In the last decade, the quantity of data has been exploding and the price has been decreasing. Software then became the relatively scarce input, so it’s price has increased. We can see this manifesting in the high salaries of software engineers and the high pricing power of software companies.
Marc Andreessen wrote in 2011 that “software ate the world”, but we want to add “with the huge help from cheap, plentiful data”.
Enter Artificial Intelligence (AI)
Jensen Huang said something in CES 2025 that caught our attention which was the main motivator for writing this post. We paraphrase:
Software sits on a stack above data. Everyone uses software. AI is the new stack that sits on top of software – that is why it’s a growth industry.
Data explosion has run its course, today we are looking at compute explosion.
The most immediate observation is the complementary nature of compute and data. A compute explosion actually makes data more valuable. Companies that already own data will benefit, but simply having high volumes of data is not good enough. The value capture is with companies that own unique data sets, they will be able to monetize those data assets more effectively. A good example is BloombergGPT trained on copious amount of high quality financial data which not many competitors have.
Some companies will find themselves owning latent data sets which initially have no value but now can be monetized. For example, Reddit has a lot of human generated content cleaned by moderation and upvoting system. Now they can charge money for it.
Even a small custom data set can hold a lot of value by layering the AI stack on top of proprietary data.
In short, data under the AI world is not simply about quantity, instead higher quality data drives greater value.

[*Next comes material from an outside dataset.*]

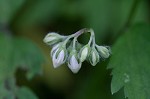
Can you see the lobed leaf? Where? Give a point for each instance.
(130, 63)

The very best data assets plugged into AI create use cases that are the most valuable. There are opportunities for tools that are specifically designed to take advantage of this innovation. The entire data stack needs to be refined such that AI models become the consumers and producers of data.
Another consequence of AI is that generative models don’t just consume data, they also produce data. Therefore, companies that own high quality data and have these tools, will likely have a value model similar to the prior data flywheel:
Tools to build new data assets for AI
Tools to connect existing data assets to AI infrastructure
Tools to extract latent data sets using AI
Tools to monetize data assets
Currently when we want to improve customer experiences, we first improve the software process which involves a human in the loop. However, in the future, when AI models sit on top of the software stack, it is possible to have an AI agent improving the software process which ultimately improves the customer experience without human intervention.
This presents a huge potential for productivity boost.
New Productivity Flywheel
The new value generating flywheel probably looks like this:
It doesn’t look much different from the Amazon flywheel, but we argue that it’s easier to accelerate this new flywheel:
Previously, human workers will be at the end user of software, now AI models likely function faster than humans to extract customer insights from data.
AI agents can produce or clean up data, resulting in a higher quality more relevant data set. This improves efficient data extraction.
At scale the marginal AI output cost is very low which should drive cost savings.
So where are the new areas of scarcity?
Hardware that powers compute and data is one area, this is already well-known with companies like NVIDIA and TSMC. Another area is energy; training and inferencing AI models require huge amounts of energy.
A more contentious one is artificial scarcity where corporations seek to artificially constrain data and computation to extract consumer surplus.